GB Teacher Autumn Wildgoose of Hugh Campbell Primary holds classes for her students at the Allegra School of Music after the school was severely damaged during Hurricane Dorian.
By DENISE MAYCOCK
Tribune Freeport Reporter
Grand Bahama school teacher Autumn Joi Wildgoose is the perfect example of a dedicated educator. In the aftermath of Hurricane Dorian she took it upon herself to hold off-campus classes for her students who are unable to attend school because of severe flood damage at the Hugh Campbell Primary in Freeport.
Not wasting any time, Ms Wildgoose was able to secure a space at the Allegra School of Music on East Sunrise Highway where she is currently teaching 12 sixth graders who are preparing to sit the GLATs this year.
“Our school was completely underwater and so we lost everything,” she told The Tribune.
Hugh Campbell, which is located on Settler’s Way, sustained over five feet of flooding in all 30 of its classrooms and in the administrative office. It is among a number of public schools that are temporarily closed due to hurricane damage.
Although repairs and restoration efforts are underway, Ms Wildgoose said it is not known when the school will be ready to resume classes.
“Like everywhere on Grand Bahama, we are going through a crisis right now, and it is unpredictable about when things will get back up and running. This is my first year teaching sixth grade and I am kind of nervous about it as well, and the children have GLATs,” she said.
Ms Wildgoose teaches a special group of students between the ages of 10 to 11, and wanted to give them a head start on the curriculum before returning to school.
“I teach a mixed group inclusion. I have children with autism and students who are average, and because I move at a different pace and I do things differently, I thought it was best for me to try find some way to start working with the kids ahead of time so we can have an advantage,” she said.
She currently has 12 students and is expecting two more. The classes are free and she has been getting requests to take on other students who are not from Hugh Campbell.
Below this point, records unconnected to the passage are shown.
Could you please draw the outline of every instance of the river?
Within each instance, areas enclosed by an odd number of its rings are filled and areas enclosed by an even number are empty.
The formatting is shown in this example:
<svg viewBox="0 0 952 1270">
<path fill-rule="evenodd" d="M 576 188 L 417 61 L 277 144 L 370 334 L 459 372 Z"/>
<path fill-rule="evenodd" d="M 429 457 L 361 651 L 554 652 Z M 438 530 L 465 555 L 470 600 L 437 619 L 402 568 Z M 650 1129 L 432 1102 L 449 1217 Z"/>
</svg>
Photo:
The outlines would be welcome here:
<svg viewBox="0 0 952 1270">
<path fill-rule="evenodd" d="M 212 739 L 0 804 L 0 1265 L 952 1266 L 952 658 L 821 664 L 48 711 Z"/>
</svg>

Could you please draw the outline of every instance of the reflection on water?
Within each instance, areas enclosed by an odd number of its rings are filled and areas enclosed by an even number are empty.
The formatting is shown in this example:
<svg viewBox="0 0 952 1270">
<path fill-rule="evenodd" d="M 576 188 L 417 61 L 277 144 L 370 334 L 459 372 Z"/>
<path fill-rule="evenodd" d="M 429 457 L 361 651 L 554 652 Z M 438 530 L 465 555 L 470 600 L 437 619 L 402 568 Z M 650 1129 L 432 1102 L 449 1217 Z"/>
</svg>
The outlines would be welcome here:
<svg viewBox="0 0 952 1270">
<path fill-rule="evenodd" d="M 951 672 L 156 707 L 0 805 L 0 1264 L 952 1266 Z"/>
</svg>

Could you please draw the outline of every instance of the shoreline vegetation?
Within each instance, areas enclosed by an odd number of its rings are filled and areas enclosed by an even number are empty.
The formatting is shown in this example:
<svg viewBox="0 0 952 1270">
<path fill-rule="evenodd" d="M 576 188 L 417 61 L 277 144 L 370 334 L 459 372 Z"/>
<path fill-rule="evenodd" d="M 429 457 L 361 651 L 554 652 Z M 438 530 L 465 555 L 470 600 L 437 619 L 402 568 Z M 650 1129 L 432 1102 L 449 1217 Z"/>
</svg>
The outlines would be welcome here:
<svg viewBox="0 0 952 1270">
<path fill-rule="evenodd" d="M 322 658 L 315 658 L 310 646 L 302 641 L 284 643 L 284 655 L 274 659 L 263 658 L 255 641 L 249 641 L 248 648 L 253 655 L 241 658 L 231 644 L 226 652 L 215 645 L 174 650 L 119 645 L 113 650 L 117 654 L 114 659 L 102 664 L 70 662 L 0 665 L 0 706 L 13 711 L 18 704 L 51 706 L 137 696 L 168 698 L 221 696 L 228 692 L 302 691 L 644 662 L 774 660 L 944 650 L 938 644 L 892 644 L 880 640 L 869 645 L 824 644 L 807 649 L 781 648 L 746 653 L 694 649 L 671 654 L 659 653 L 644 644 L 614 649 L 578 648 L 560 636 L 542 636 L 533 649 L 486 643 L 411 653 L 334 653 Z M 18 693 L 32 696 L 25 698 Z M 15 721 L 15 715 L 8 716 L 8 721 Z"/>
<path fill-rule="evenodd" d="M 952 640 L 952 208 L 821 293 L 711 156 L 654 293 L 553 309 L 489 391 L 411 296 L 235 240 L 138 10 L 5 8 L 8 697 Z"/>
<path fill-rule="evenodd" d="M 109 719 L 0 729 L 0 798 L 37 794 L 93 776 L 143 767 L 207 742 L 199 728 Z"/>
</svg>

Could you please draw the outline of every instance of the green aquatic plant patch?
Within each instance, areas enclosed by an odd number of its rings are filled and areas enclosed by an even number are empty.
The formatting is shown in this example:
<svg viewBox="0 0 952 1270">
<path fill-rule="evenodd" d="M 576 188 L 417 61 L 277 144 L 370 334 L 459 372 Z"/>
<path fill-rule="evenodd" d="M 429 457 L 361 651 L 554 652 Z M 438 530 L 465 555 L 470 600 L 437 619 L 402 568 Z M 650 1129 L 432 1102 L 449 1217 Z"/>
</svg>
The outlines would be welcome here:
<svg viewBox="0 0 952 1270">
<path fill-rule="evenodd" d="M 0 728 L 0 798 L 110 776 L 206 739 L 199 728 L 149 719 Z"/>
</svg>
According to Ms Wildgoose, many of the students were happy about returning to the classroom.
“On the first day we had a discussion about the storm and what happened, and we had one or two students who had some water in their house. But they are all very excited to come back to meet friends and do some class work because they were off since June – that’s about four months,” she said.
Teaching was something Ms Wildgoose also always wanted to do. She said she loves teaching and working with kids.
“When I came out of high school I knew exactly what I wanted to do, so I went into education and did my Bachelors at COB then, and in 2015 I graduated with a Masters in Exceptional Student Education,” she said.
Ms Wildgoose noted that after the storm she could not find a space to start classes because so many places had been compromised.
“I assisted at the Allegra School of Music in the afternoon and so I realized that no one was there in the mornings, so I asked the owner of the establishment permission to use it, and she said it was OK. It is free and I don’t charge the kids anything,” she said.
Ms Wildgoose said the arrangement is working out well for students and parents. “I know (other teachers) do not have the opportunity to as I did in terms of finding a space because a lot of places were underwater. This opportunity was here for me, and it was like it was meant to be,” she said.
The parents are grateful to Ms Wildgoose for starting classes even though the school remains closed for the he time being.
Parent Shenika Wells said she was very happy that Ms Wildgoose took it upon herself to find a location to hold classes.
“It is great that she did this when nobody else was open. I am happy with her because the students have been off so long and to have them back in classes is a blessing,” she said.